Support a “complete streets” approach, which includes:
– speed reduction strategies
– strategies to prevent collisions with people who use wheelchairs and who have vision and hearing disabilities
– curb cuts that increase accessibility for pedestrians with disabilities
– longer crossing lights and audible pedestrian signals and instructions to activate them at all signalled intersections.
– Provide a network of safe, free, clean, accessible public toilets in parks, major transit stops and key public places that meet the needs of residents and tourists of all ages.
– Benches and shaded places to rest on major walkways and in parks are appreciated by older pedestrians and enable them to walk farther and more often.
– Mixed neighbourhoods that include housing, shops, churches, services and small, neighbourhood parks encourage walking.One audit participant said,“It means I can walk to get groceries or to attend activities at the library. This is essential since I do not drive a car anymore.”
– Educate drivers (of all ages) on how to avoid collisions with pedestrians and on the vulnerabilities of older and disabled pedestrians.

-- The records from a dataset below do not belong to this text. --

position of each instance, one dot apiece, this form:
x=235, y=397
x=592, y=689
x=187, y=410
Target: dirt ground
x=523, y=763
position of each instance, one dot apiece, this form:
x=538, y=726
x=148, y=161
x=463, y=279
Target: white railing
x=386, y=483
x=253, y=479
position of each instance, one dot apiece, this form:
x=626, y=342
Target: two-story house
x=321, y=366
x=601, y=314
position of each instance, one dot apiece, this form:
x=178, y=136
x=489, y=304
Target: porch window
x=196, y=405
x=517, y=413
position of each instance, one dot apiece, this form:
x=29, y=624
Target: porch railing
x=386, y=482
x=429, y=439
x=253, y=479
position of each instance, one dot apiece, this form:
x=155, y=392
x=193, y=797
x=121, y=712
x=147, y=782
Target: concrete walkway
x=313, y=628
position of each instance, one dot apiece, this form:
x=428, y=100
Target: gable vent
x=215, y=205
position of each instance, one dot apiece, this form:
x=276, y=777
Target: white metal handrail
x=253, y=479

Community improvements in pedestrian safety and walkability for seniors are also good for families, children and adolescents, caregivers with toddlers and strollers, people with disabilities, and people of all ages who use public transit. Let’s strive to make all of our communities walkable and age-friendly. Ultimately, it is good for us all.
I’m looking forward to hearing your ideas on topics for this column and comments about what you read here. How age-friendly is your neighborhood?Are you a walker? Do you have pedestrian safety concerns? Write to me at firstname.lastname@example.org. ■
How age-friendly is your neighbourhood?
An Age-Friendly Walkability Report: Safe Streets for Seniors and other Valuable People in Ottawa is available at www.coaottawa.ca. The report contains an Age-Friendly Walking Checklist, which you can use to do a walking audit in your neighbourhood, as well as an example of how you can report your findings.
Did You Know? In Canada between 2000 and 2010, almost 43% of pedestrian deaths were aged 56 and over, although this age group represents less than 20% of the population. Injured senior pedestrians spend an average of 16 days in hospital, compared to seven days for all other age groups. Some 33% of Canadians over age 65 report having a disability and 81% of people with disabilities use some kind of assistive device. Wheelchair users are three times more likely to suffer from a car collision, often resulting in death or serious injuries. Driving 15 km/h over the set speed limit increases the chance of killing a pedestrian from 45% to 85%.